Monte Carlo simulation for project risk assessment¶

This notebook is an element of the free risk-engineering.org courseware. It can be distributed under the terms of the Creative Commons Attribution-ShareAlike licence.

Author: Eric Marsden eric.marsden@risk-engineering.org

This notebook contains an introduction to use of Python and the NumPy library for Monte Carlo simulation applied to a simple project risk problem. See the associated course materials for an introduction to the use of stochastic simulation methods and to download this content as a Jupyter/Python notebook. Please note that this content is pedagogical in nature rather than intended for practical use, but some commercial project management tools implement a similar technique.

Project management is notorious for providing incorrect (mostly overly confident) predictions on project costs and durations. Indeed, things rarely go according to plan in a complex project, and deviations from original estimates cause projects not to meet their delivery dates or the budgeted cost.
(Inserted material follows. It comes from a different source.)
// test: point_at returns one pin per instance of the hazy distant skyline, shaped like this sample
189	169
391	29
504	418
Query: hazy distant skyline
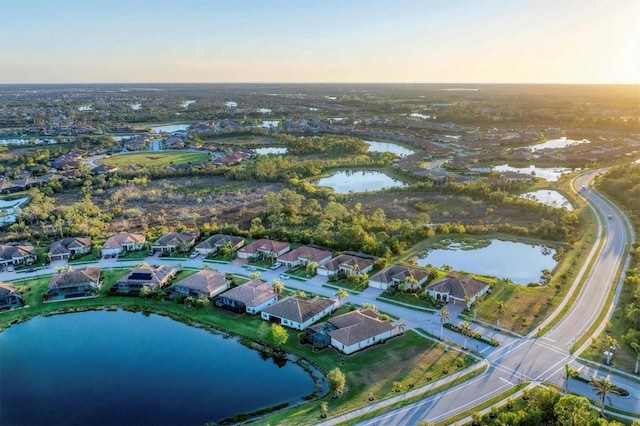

Project risk assessment consists of providing answers to questions such as the following:

what is the probability of completing the project within the planned budget and delivering before the due date?
What are realistic budgets and delivery dates?
What are the key risks that threaten the project’s objectives?

These questions are very important financially and logistically for the companies doing the work, as well as for their clients. To answer these questions, we collect information on estimated completion times and budgets for the individual tasks comprising the project, and their interdependencies. It is said that experienced project managers double the estimated task completion times provided to them then add two months, and still end up underestimating completion time. Experience shows that people provide better estimates if they are asked to provide a range of values for completion time and budget (a best case, worst case and most likely outcome).

Problem statement¶

A construction project involves three tasks:

Task 1 is likely to take three days (70% probability), but it might also be completed in two days (with 10% probability) or four days (20% probability)
Task 2 has a 60% probability of taking six days to finish, a 20% probability each of being completed in five days or eight days
Task 3 has an 80% probability of being completed in four days, 5% probability of being completed in three days and a 15% probability of being completed in five days.

Each task is dependent on the task before it, meaning that the three tasks must be executed in sequence. Your task is to provide information to the project manager concerning the expected completion time of the project and possible delays.

Basic approach using best and worst case¶

A basic approach to project risk would calculate best case and worst case project completion time. Our example is very simple so it’s easy to make this estimate by hand. We illustrate how to use interval arithmetic to resolve this kind of problem in more complex scenarios. We use the mpmath Python library for arbitrary precision floating point arithmetic, which provides support for interval arithmetic. You may need to install this library, for instance with

pip install mpmath

or if you’re using a Google CoLaboratory notebook, execute a code cell containing

!pip install mpmath

Because the tasks must be completed in sequence, the total duration of the project is simply the sum of the individual task durations.

In [1]:

from mpmath import iv

task1 = iv.mpf([2, 4])
task2 = iv.mpf([5, 8])
task3 = iv.mpf([3, 5])
task1 + task2 + task3

Out[1]:

mpi('10.0', '17.0')

So the best case completion time is 10 days, and the worst case is 17 days. That’s a very big range of uncertainty in our project risk assessment!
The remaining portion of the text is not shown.